The Data Set stage allows you to store data being
operated on in a persistent form, which can then be used by other
DataStage jobs. Data sets are operating system files, each referred to by
a control file, which by convention has the suffix .ds.
Using data sets wisely can be key to good performance in a set of linked jobs. You can
also manage data sets independently of a job using the Data Set
Management utility, available from the DataStage Designer, Manager,
or Director.

If you want more information please see the Chapter 56 in Parjdev.pdf..

Thanks
Man.

ray.wurlod · Post by **ray.wurlod** » Thu Oct 21, 2004 3:37 pm

I like to think of a dataset as a text file that is spread over the available processing nodes; which piece is where is recorded in the control file.

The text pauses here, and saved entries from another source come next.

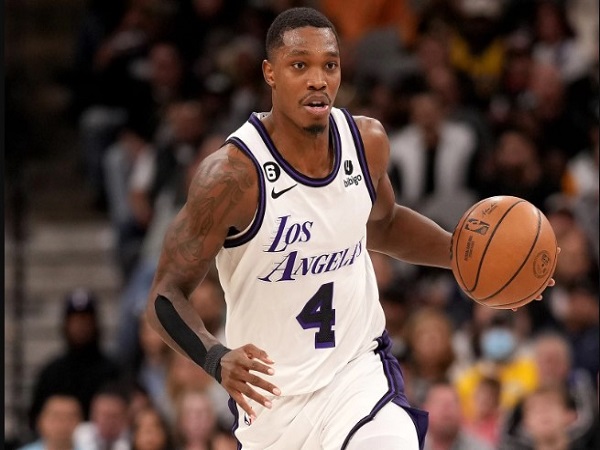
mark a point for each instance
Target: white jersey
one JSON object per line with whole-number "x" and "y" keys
{"x": 298, "y": 281}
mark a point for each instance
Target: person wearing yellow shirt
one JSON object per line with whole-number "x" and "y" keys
{"x": 500, "y": 359}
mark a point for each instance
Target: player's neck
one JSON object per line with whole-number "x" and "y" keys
{"x": 309, "y": 153}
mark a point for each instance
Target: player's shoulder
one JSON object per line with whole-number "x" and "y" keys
{"x": 226, "y": 165}
{"x": 375, "y": 140}
{"x": 370, "y": 127}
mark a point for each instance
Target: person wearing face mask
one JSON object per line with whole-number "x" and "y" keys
{"x": 502, "y": 356}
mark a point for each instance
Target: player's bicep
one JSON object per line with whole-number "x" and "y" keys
{"x": 220, "y": 197}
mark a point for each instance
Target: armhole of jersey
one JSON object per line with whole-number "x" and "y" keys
{"x": 360, "y": 153}
{"x": 251, "y": 230}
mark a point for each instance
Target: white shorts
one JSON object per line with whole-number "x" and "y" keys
{"x": 330, "y": 417}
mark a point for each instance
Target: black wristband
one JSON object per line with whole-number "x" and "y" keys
{"x": 212, "y": 363}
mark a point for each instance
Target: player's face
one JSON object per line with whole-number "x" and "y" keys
{"x": 304, "y": 74}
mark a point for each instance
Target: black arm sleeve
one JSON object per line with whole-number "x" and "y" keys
{"x": 189, "y": 341}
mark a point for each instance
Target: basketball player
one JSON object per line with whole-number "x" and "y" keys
{"x": 288, "y": 207}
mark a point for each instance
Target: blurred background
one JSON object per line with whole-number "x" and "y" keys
{"x": 111, "y": 105}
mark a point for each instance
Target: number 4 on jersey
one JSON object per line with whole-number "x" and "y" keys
{"x": 319, "y": 313}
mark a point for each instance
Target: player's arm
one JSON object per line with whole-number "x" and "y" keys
{"x": 393, "y": 229}
{"x": 222, "y": 194}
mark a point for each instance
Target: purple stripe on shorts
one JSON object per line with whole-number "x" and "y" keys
{"x": 395, "y": 393}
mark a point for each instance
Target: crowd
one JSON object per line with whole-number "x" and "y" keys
{"x": 479, "y": 98}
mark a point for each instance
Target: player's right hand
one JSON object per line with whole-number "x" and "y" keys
{"x": 238, "y": 381}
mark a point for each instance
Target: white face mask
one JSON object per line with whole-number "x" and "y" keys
{"x": 497, "y": 343}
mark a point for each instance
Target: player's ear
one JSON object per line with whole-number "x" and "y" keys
{"x": 268, "y": 73}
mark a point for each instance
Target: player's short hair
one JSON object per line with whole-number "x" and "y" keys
{"x": 294, "y": 18}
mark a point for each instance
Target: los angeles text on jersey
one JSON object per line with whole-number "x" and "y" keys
{"x": 292, "y": 265}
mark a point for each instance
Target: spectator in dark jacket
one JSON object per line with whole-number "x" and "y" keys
{"x": 82, "y": 367}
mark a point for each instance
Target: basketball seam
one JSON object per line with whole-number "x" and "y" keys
{"x": 455, "y": 243}
{"x": 489, "y": 242}
{"x": 550, "y": 273}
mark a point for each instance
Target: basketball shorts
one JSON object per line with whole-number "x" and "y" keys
{"x": 329, "y": 418}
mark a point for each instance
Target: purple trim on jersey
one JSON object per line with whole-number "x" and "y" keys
{"x": 395, "y": 393}
{"x": 360, "y": 151}
{"x": 236, "y": 420}
{"x": 260, "y": 213}
{"x": 297, "y": 176}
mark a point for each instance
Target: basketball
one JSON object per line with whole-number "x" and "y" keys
{"x": 503, "y": 252}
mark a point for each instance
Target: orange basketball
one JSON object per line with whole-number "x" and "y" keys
{"x": 503, "y": 252}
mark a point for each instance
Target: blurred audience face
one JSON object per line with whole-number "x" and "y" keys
{"x": 487, "y": 398}
{"x": 80, "y": 329}
{"x": 547, "y": 87}
{"x": 553, "y": 359}
{"x": 426, "y": 112}
{"x": 444, "y": 412}
{"x": 149, "y": 431}
{"x": 432, "y": 52}
{"x": 109, "y": 413}
{"x": 430, "y": 340}
{"x": 546, "y": 415}
{"x": 197, "y": 419}
{"x": 549, "y": 24}
{"x": 165, "y": 66}
{"x": 516, "y": 157}
{"x": 187, "y": 121}
{"x": 57, "y": 421}
{"x": 444, "y": 83}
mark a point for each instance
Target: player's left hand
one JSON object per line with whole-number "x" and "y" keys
{"x": 551, "y": 282}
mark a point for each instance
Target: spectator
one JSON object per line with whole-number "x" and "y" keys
{"x": 195, "y": 420}
{"x": 446, "y": 430}
{"x": 431, "y": 161}
{"x": 148, "y": 127}
{"x": 119, "y": 93}
{"x": 504, "y": 357}
{"x": 182, "y": 375}
{"x": 150, "y": 431}
{"x": 581, "y": 326}
{"x": 556, "y": 41}
{"x": 82, "y": 367}
{"x": 167, "y": 197}
{"x": 487, "y": 417}
{"x": 477, "y": 46}
{"x": 429, "y": 352}
{"x": 547, "y": 416}
{"x": 515, "y": 169}
{"x": 56, "y": 424}
{"x": 108, "y": 426}
{"x": 149, "y": 369}
{"x": 553, "y": 357}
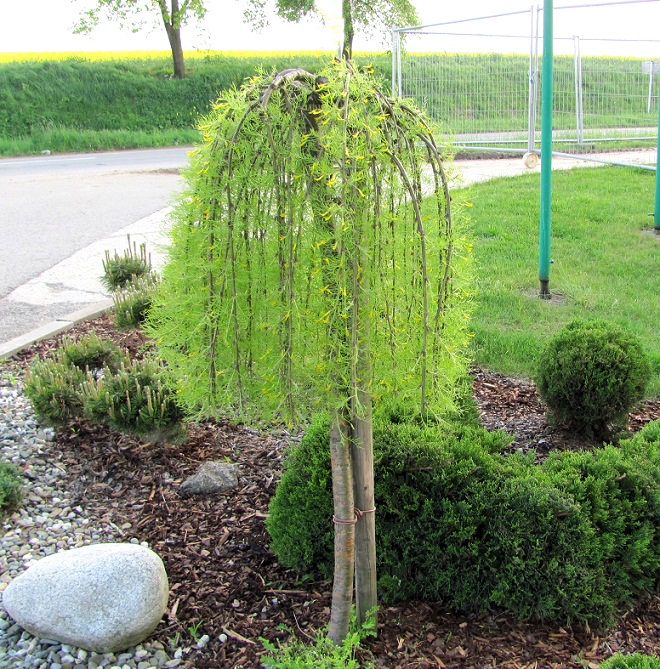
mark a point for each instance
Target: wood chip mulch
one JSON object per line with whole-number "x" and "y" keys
{"x": 224, "y": 576}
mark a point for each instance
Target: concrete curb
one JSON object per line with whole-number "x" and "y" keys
{"x": 13, "y": 346}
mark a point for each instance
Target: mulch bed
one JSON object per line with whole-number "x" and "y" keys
{"x": 222, "y": 572}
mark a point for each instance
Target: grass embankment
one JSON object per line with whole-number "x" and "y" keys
{"x": 97, "y": 101}
{"x": 70, "y": 102}
{"x": 605, "y": 263}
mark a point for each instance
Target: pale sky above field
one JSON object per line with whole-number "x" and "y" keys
{"x": 46, "y": 25}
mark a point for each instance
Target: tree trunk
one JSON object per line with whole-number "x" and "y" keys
{"x": 172, "y": 22}
{"x": 362, "y": 456}
{"x": 349, "y": 30}
{"x": 344, "y": 520}
{"x": 174, "y": 35}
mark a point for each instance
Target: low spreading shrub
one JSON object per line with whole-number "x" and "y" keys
{"x": 137, "y": 400}
{"x": 634, "y": 661}
{"x": 568, "y": 540}
{"x": 590, "y": 374}
{"x": 55, "y": 389}
{"x": 120, "y": 270}
{"x": 10, "y": 487}
{"x": 91, "y": 353}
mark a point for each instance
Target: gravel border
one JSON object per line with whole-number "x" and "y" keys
{"x": 49, "y": 521}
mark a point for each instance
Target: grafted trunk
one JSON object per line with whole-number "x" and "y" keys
{"x": 362, "y": 456}
{"x": 344, "y": 515}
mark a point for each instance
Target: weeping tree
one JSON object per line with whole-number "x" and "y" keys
{"x": 306, "y": 273}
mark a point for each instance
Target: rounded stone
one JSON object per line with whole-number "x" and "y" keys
{"x": 104, "y": 597}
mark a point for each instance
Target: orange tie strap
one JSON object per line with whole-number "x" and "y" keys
{"x": 358, "y": 514}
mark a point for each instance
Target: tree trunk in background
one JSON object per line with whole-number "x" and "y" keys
{"x": 349, "y": 30}
{"x": 174, "y": 35}
{"x": 172, "y": 24}
{"x": 344, "y": 513}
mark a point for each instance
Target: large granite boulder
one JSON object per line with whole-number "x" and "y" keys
{"x": 212, "y": 477}
{"x": 103, "y": 598}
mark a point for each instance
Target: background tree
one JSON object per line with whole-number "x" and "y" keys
{"x": 307, "y": 274}
{"x": 367, "y": 16}
{"x": 172, "y": 14}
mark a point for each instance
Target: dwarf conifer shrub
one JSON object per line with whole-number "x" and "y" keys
{"x": 120, "y": 270}
{"x": 10, "y": 487}
{"x": 571, "y": 539}
{"x": 132, "y": 304}
{"x": 91, "y": 353}
{"x": 55, "y": 389}
{"x": 137, "y": 400}
{"x": 590, "y": 374}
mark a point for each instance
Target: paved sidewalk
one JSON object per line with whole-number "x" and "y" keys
{"x": 71, "y": 290}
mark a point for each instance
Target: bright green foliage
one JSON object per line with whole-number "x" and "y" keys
{"x": 90, "y": 353}
{"x": 301, "y": 180}
{"x": 569, "y": 540}
{"x": 55, "y": 389}
{"x": 120, "y": 270}
{"x": 323, "y": 654}
{"x": 132, "y": 304}
{"x": 10, "y": 487}
{"x": 137, "y": 399}
{"x": 591, "y": 373}
{"x": 634, "y": 661}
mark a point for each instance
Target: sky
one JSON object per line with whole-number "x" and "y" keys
{"x": 46, "y": 25}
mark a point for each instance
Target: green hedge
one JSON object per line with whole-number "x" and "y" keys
{"x": 569, "y": 540}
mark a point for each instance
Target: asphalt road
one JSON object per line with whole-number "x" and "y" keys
{"x": 53, "y": 206}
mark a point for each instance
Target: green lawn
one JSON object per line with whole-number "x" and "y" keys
{"x": 606, "y": 262}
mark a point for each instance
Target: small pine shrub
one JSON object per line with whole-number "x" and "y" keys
{"x": 634, "y": 661}
{"x": 55, "y": 390}
{"x": 137, "y": 400}
{"x": 132, "y": 304}
{"x": 590, "y": 374}
{"x": 10, "y": 487}
{"x": 91, "y": 353}
{"x": 569, "y": 540}
{"x": 120, "y": 270}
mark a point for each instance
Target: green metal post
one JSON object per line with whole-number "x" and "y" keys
{"x": 546, "y": 151}
{"x": 656, "y": 214}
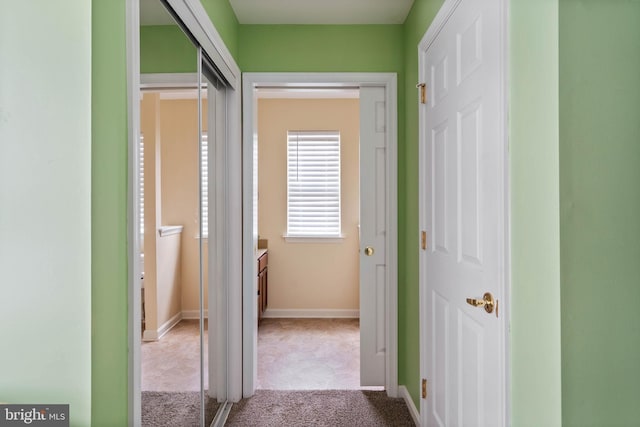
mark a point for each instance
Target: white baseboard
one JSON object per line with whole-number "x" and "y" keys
{"x": 194, "y": 314}
{"x": 415, "y": 414}
{"x": 311, "y": 313}
{"x": 156, "y": 334}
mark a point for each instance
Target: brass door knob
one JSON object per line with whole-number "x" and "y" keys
{"x": 487, "y": 302}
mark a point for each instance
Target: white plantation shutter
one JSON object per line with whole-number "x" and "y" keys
{"x": 204, "y": 165}
{"x": 313, "y": 184}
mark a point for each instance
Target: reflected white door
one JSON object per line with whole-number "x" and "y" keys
{"x": 462, "y": 211}
{"x": 373, "y": 179}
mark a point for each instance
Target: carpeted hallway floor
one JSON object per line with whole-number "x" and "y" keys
{"x": 308, "y": 375}
{"x": 320, "y": 408}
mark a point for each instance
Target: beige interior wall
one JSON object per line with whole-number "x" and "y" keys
{"x": 169, "y": 289}
{"x": 180, "y": 166}
{"x": 308, "y": 275}
{"x": 171, "y": 198}
{"x": 149, "y": 127}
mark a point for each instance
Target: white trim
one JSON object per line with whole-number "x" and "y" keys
{"x": 221, "y": 416}
{"x": 314, "y": 239}
{"x": 170, "y": 230}
{"x": 442, "y": 17}
{"x": 194, "y": 314}
{"x": 196, "y": 19}
{"x": 415, "y": 414}
{"x": 168, "y": 81}
{"x": 311, "y": 313}
{"x": 156, "y": 334}
{"x": 134, "y": 290}
{"x": 333, "y": 80}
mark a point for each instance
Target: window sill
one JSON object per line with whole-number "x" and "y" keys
{"x": 313, "y": 239}
{"x": 169, "y": 230}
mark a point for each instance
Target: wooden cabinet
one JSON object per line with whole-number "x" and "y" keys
{"x": 262, "y": 285}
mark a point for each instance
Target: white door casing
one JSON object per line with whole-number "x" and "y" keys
{"x": 372, "y": 235}
{"x": 387, "y": 84}
{"x": 463, "y": 193}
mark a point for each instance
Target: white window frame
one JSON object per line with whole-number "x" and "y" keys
{"x": 204, "y": 195}
{"x": 311, "y": 174}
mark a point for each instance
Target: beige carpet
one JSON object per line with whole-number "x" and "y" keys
{"x": 321, "y": 408}
{"x": 173, "y": 409}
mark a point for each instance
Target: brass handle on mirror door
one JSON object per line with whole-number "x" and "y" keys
{"x": 487, "y": 302}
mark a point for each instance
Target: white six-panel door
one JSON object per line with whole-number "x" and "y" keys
{"x": 462, "y": 211}
{"x": 373, "y": 224}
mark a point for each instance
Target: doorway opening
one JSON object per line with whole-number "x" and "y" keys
{"x": 308, "y": 220}
{"x": 375, "y": 332}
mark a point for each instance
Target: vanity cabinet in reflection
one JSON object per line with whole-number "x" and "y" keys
{"x": 262, "y": 284}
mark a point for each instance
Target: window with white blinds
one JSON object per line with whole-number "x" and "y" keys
{"x": 141, "y": 183}
{"x": 204, "y": 169}
{"x": 313, "y": 184}
{"x": 204, "y": 162}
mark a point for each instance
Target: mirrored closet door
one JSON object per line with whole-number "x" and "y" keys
{"x": 181, "y": 102}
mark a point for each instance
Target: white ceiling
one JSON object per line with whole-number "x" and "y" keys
{"x": 321, "y": 11}
{"x": 152, "y": 12}
{"x": 298, "y": 11}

richdhan · Post by **richdhan** » Mon Oct 25, 2004 3:19 am

Hi,

What Ray has mentioned is partly right. The data in the Dataset gets distributed across the processing nodes and the control file gives the information where it is distributed. But the Dataset is more than a text file. In a text file everything is represented as a String or a Number whereas in a Dataset the representation of data is based on the datatype and the representation of Null data is also available.

HTH
--Rich

Pride comes before a fall
Humility comes before honour

dsxdev · Post by **dsxdev** » Tue Oct 26, 2004 8:43 am

Hi,
With Datasets you have the advantage of parllellism in reading and writing. Though you have the option of multiple readers in sequential file, there you cannot yuo vriablelength columns. You have to use fixed length columns.

By using datasets you have advantage of multiple nodes reading use variable length columns.